Steuerpläne der Bundesregierung
Geringverdiener? Minus 200 Euro. Millionär? Plus 14.000 Euro.
Eine Analyse des Netzwerks Steuergerechtigkeit hat alle bereits beschlossenen und derzeit diskutierten Maßnahmen aus dem Reformpaket der Regierung nachgerechnet. Das Ergebnis widerspricht den Versprechungen von Vizekanzler und Finanzminister Lars Klingbeil (SPD), Menschen mit geringen und mittleren Einkommen entlasten zu wollen. Im Gegenteil kommt die Analyse zu dem Schluss, dass im Durchschnitt eine Person, die im obersten Einkommen-Prozent verdient, um rund 14.000 Euro pro Jahr entlastet wird, während jemand aus der ärmeren Hälfte der Bevölkerung am Ende etwa 200 Euro pro Jahr weniger zur Verfügung hat. „Das Versprechen würde so nicht nur nicht eingelöst, sondern umgekehrt“, sagt Julia Jirmann, Ökonomin und Steuerexpertin vom Netzwerk Steuergerechtigkeit.

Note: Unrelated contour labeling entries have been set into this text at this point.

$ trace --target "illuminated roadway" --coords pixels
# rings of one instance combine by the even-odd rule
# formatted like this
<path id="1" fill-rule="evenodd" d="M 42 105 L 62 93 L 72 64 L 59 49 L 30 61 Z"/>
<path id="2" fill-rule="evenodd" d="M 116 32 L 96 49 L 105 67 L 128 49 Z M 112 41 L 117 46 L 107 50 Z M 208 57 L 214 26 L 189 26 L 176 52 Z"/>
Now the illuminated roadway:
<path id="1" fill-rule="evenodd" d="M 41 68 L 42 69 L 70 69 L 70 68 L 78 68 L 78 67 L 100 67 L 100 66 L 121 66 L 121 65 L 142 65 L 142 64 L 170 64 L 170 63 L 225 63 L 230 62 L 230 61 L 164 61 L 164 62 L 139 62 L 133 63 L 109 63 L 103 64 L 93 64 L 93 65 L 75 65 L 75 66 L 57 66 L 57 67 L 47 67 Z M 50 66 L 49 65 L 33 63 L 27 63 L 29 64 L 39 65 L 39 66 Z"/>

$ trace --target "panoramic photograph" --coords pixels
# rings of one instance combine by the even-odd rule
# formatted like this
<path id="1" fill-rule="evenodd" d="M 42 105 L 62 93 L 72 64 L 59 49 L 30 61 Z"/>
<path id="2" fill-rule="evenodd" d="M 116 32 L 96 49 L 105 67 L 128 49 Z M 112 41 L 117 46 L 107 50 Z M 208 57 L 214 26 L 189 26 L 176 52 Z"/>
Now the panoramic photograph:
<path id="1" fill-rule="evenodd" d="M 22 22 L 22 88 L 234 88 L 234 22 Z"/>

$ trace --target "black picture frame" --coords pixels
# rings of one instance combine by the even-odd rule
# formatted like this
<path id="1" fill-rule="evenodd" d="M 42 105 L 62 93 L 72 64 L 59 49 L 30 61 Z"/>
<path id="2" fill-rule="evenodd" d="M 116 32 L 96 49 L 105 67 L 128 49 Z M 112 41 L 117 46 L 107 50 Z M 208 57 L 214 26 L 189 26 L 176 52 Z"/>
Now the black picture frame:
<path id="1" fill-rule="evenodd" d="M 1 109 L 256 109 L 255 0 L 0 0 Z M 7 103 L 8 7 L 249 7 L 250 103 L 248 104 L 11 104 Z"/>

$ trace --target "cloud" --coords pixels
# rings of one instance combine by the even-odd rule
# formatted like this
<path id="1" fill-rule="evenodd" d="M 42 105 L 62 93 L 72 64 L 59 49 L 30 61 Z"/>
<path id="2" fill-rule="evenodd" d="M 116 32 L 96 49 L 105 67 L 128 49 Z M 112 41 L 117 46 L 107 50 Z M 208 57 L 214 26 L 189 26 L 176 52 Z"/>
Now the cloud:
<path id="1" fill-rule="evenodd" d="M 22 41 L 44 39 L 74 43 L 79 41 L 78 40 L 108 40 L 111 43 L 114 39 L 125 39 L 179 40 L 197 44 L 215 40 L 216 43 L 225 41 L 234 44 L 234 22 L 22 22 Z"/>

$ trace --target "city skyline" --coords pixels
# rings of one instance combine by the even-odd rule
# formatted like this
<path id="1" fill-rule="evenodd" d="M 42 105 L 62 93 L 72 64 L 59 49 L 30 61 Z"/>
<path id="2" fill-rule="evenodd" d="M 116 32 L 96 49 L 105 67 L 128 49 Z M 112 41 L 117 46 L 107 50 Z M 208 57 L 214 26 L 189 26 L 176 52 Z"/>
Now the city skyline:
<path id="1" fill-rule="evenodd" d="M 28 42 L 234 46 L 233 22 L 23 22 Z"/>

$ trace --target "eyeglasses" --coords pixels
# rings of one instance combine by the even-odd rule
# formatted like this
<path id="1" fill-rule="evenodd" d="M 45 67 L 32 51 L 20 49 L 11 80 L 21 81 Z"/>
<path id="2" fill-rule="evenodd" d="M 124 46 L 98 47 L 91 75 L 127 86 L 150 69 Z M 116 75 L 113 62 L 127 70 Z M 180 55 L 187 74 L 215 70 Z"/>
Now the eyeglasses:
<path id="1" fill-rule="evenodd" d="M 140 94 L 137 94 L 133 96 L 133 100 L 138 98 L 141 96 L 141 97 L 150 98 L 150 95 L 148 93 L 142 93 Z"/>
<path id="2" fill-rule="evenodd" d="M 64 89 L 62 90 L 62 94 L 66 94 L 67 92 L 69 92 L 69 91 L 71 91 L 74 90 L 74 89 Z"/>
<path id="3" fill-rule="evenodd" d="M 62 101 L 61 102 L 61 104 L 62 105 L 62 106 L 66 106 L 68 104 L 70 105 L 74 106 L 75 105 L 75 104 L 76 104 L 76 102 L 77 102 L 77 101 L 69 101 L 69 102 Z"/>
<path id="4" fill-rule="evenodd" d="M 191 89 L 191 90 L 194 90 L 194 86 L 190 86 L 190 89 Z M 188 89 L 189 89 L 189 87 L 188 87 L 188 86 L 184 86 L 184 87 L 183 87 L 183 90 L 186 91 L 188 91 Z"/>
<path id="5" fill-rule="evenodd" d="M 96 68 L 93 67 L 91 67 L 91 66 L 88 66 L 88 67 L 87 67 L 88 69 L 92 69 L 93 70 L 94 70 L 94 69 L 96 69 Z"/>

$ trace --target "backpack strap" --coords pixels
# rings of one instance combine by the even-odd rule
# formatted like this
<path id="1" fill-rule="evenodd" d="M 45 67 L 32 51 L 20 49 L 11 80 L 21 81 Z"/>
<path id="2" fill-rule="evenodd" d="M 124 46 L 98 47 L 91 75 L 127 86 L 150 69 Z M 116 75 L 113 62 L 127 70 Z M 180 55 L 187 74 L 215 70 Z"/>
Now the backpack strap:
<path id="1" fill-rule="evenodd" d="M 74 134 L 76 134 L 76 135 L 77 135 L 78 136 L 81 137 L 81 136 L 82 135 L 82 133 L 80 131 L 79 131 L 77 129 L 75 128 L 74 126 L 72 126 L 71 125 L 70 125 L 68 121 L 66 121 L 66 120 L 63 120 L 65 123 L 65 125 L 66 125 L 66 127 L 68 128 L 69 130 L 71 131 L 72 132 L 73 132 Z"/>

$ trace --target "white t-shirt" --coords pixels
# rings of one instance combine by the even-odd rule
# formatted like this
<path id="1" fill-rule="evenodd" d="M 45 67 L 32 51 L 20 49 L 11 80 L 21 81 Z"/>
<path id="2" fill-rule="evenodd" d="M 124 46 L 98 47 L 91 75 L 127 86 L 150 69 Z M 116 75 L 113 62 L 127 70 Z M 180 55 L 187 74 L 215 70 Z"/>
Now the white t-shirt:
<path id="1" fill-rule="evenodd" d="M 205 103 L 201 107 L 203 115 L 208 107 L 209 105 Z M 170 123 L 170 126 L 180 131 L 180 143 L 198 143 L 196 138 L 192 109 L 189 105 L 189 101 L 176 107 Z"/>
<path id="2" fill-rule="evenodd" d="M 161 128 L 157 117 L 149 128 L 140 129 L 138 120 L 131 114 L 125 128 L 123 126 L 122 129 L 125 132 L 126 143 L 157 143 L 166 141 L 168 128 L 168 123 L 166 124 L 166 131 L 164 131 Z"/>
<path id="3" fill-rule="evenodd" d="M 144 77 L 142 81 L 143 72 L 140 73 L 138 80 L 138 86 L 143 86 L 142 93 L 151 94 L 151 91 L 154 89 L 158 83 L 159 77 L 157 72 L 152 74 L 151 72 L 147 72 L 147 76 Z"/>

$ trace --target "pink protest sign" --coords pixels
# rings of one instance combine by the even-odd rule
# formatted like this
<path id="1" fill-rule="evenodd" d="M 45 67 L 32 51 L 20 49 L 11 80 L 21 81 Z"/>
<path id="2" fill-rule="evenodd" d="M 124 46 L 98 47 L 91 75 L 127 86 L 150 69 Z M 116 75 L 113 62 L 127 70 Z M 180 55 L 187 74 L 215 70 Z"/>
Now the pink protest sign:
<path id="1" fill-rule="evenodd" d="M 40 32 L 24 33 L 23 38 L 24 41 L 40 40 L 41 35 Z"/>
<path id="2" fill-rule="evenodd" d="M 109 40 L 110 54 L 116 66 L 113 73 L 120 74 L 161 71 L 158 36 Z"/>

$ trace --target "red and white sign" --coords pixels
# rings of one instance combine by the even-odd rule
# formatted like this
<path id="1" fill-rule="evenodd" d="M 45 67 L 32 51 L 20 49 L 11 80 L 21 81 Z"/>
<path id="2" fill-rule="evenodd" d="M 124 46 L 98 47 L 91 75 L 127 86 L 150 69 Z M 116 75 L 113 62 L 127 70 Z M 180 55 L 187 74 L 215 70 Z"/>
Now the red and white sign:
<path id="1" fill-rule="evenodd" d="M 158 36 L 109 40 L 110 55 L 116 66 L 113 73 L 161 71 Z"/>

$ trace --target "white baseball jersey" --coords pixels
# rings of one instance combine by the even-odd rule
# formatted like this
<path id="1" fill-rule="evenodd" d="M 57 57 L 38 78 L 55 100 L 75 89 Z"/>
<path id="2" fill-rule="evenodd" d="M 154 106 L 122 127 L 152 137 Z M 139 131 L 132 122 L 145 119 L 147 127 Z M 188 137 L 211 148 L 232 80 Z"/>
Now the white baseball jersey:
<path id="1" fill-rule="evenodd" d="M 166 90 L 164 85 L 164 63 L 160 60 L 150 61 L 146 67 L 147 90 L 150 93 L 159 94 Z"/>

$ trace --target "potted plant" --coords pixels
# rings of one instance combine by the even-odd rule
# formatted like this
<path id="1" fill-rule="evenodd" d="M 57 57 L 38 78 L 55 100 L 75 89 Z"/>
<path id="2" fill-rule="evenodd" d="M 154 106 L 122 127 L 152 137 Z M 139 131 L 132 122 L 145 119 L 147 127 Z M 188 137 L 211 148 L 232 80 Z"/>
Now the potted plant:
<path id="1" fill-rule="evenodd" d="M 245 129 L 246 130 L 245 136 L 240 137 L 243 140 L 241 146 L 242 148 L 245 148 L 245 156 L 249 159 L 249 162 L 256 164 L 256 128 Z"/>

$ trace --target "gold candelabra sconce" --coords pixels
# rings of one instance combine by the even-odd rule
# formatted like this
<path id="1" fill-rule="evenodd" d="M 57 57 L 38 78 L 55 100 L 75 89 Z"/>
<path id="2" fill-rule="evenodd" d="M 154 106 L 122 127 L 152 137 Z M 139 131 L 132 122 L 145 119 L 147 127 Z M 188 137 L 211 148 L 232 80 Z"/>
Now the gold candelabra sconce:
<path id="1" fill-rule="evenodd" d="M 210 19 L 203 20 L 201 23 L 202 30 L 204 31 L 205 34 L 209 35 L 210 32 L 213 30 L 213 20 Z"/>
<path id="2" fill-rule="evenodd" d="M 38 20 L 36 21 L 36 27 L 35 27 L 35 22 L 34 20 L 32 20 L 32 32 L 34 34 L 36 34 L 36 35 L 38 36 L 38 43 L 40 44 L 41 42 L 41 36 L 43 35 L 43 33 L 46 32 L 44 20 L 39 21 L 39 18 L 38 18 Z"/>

Das Reformpaket sieht unter anderem Änderungen bei der Einkommensteuer, Reformen beim Ehegattensplitting und bei Minijobs vor. Auch eine Mehrwertsteuerreform wird überlegt, damit würde der Regelsatz von 19 auf 21 Prozent steigen. Eine höhere Mehrwertsteuer trifft aber jene Menschen besonders, die einen großen Teil ihres Einkommens für den Alltag ausgeben müssen. Klingbeil betonte zwar, man müsse Spitzeneinkommen und Menschen mit hohen Vermögen stärker heranziehen, aber das spiegelt das Reformpaket nicht wider.